All Toby books (and in-universe short stories) have titles taken from the works of Shakespeare. There's a lot of Shakespeare out there! So...
To enter for an ARC of An Artificial Night, suggest a quote or quotes that would make a good title for a Toby story. Extra credit if they're quotes not everyone would know (for example, going with An Artificial Night from Romeo and Juliet, rather than something more familiar). Please include the surrounding text in your entry, as well as identifying the scene/sonnet/poem the quote comes from. Entries must be between three and five words.
Example:
Late Eclipses.
"These late eclipses in the sun and moon portend
No good to us: though the wisdom of nature can
Reason it thus and thus, yet nature finds itself
Scourged by the sequent effects: love cools,
Friendship falls off, brothers divide: in
Cities, mutinies; in countries, discord; in
Palaces, treason; and the bond cracked 'twixt son
And father..." —King Lear.
I'll select the winner through random drawing on Tuesday, June 29th. By entering, you grant permission for me to use your title if I think it's awesome, since Shakespeare is public domain and also, well, I might have issues round about book eleven, when everything has been suggested already.
Game on!
June 24 2010, 23:47:56 UTC 7 years ago
Caesar:
Let me have men about me that are fat,
Sleek-headed men and such as sleep a-nights.
Yond Cassius has a lean and hungry look,
He thinks too much; such men are dangerous.
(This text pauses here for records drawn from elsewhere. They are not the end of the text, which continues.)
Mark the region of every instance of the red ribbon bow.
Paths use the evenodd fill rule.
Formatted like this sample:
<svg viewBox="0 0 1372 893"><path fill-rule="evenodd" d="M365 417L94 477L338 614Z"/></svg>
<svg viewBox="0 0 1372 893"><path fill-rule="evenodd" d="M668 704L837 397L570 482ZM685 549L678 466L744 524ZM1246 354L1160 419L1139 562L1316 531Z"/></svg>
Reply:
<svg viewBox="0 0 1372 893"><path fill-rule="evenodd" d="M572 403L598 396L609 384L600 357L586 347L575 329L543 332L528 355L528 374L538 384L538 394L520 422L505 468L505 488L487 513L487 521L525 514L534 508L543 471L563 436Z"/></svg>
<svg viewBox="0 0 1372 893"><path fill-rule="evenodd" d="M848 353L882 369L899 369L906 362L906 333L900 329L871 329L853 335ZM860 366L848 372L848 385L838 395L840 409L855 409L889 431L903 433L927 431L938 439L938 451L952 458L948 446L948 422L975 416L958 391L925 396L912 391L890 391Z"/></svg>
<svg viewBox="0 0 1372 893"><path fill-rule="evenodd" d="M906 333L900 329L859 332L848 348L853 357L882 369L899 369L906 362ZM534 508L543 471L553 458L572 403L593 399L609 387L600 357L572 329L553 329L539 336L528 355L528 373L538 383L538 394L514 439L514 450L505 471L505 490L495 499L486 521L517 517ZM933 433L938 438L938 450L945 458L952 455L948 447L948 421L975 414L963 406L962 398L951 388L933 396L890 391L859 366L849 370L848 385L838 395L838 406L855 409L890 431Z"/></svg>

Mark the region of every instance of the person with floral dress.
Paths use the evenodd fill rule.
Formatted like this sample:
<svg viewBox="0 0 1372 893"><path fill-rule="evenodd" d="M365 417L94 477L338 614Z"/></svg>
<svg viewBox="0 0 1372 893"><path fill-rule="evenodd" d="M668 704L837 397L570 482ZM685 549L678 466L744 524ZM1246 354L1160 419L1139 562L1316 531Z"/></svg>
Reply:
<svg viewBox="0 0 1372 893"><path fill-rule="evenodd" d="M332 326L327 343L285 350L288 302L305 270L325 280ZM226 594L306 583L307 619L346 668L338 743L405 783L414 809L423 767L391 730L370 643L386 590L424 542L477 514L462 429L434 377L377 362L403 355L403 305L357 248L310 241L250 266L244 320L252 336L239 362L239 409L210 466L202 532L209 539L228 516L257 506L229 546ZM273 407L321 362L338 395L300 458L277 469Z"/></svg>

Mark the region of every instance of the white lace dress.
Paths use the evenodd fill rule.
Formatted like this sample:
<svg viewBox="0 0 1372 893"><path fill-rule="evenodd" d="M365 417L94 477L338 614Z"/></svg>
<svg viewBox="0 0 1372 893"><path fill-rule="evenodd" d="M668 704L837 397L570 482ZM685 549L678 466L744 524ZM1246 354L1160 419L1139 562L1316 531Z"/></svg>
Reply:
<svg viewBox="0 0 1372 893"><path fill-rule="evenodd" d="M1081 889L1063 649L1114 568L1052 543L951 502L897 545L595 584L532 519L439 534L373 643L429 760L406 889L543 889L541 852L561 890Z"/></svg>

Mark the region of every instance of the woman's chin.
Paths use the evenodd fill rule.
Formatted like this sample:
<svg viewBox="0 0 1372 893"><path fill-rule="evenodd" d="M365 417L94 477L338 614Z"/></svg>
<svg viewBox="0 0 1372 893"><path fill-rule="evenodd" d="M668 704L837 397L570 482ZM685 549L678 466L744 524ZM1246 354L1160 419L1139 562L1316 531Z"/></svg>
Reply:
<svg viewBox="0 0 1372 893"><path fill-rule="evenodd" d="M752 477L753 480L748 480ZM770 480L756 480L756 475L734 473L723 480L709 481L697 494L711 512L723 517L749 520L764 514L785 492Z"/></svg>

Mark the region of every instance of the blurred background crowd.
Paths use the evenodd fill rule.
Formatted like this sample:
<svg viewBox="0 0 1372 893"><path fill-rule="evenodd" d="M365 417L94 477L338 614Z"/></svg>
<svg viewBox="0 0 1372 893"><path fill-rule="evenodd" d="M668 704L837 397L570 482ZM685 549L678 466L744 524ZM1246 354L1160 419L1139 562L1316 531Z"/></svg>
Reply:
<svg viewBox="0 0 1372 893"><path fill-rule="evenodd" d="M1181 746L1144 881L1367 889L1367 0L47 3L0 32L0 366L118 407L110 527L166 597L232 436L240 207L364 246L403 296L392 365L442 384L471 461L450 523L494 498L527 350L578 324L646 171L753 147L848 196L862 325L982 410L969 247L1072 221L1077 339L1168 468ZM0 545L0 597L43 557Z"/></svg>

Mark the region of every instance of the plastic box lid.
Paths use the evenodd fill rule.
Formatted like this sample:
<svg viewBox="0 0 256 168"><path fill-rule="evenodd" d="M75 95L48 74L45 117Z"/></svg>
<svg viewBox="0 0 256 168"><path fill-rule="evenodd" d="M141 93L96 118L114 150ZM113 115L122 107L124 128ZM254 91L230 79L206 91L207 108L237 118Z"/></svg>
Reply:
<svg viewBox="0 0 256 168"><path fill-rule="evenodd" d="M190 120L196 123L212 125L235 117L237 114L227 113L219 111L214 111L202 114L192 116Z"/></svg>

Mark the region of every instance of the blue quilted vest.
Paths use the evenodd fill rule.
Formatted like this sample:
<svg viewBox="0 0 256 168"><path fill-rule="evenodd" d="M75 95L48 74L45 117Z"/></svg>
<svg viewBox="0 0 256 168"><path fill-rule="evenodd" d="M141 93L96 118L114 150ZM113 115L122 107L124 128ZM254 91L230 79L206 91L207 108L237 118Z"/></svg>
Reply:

Julius Caesar Act 1, scene 2, 190–195
Passing Strange
Othello:
My story being done,
She gave me for my pains a world of sighs;
She swore, in faith 'twas strange, 'twas passing strange;
'Twas pitiful. 'twas wondrous pitiful,
She wish'd she had not heard it, yet she wish'd
That heaven had made her such a man,
Othello Act 1, scene 3
An Antic Disposition
Hamlet:
But come—
Here, as before, never, so help you mercy,
How strange or odd some'er I bear myself—
As I perchance hereafter shall think meet
To put an antic disposition on—
That you, at such times seeing me, never shall,
With arms encumb'red thus, or this headshake,
Or by pronouncing of some doubtful phrase,
As "Well, well, we know," or "We could, and if we would,"
Or "If we list to speak," or "There be, and if they might,"
Or such ambiguous giving out, to note
That you know aught of me—this do swear,
So grace and mercy at your most need help you.
Hamlet Act 1, scene 5
(Of) Sorriest Fancies
Lady Macbeth:
How now, my lord, why do you keep alone,
Of sorriest fancies your companions making,
Using those thoughts which should indeed have died
With them they think on? Things without all remedy
Should be without regard: what's done, is done.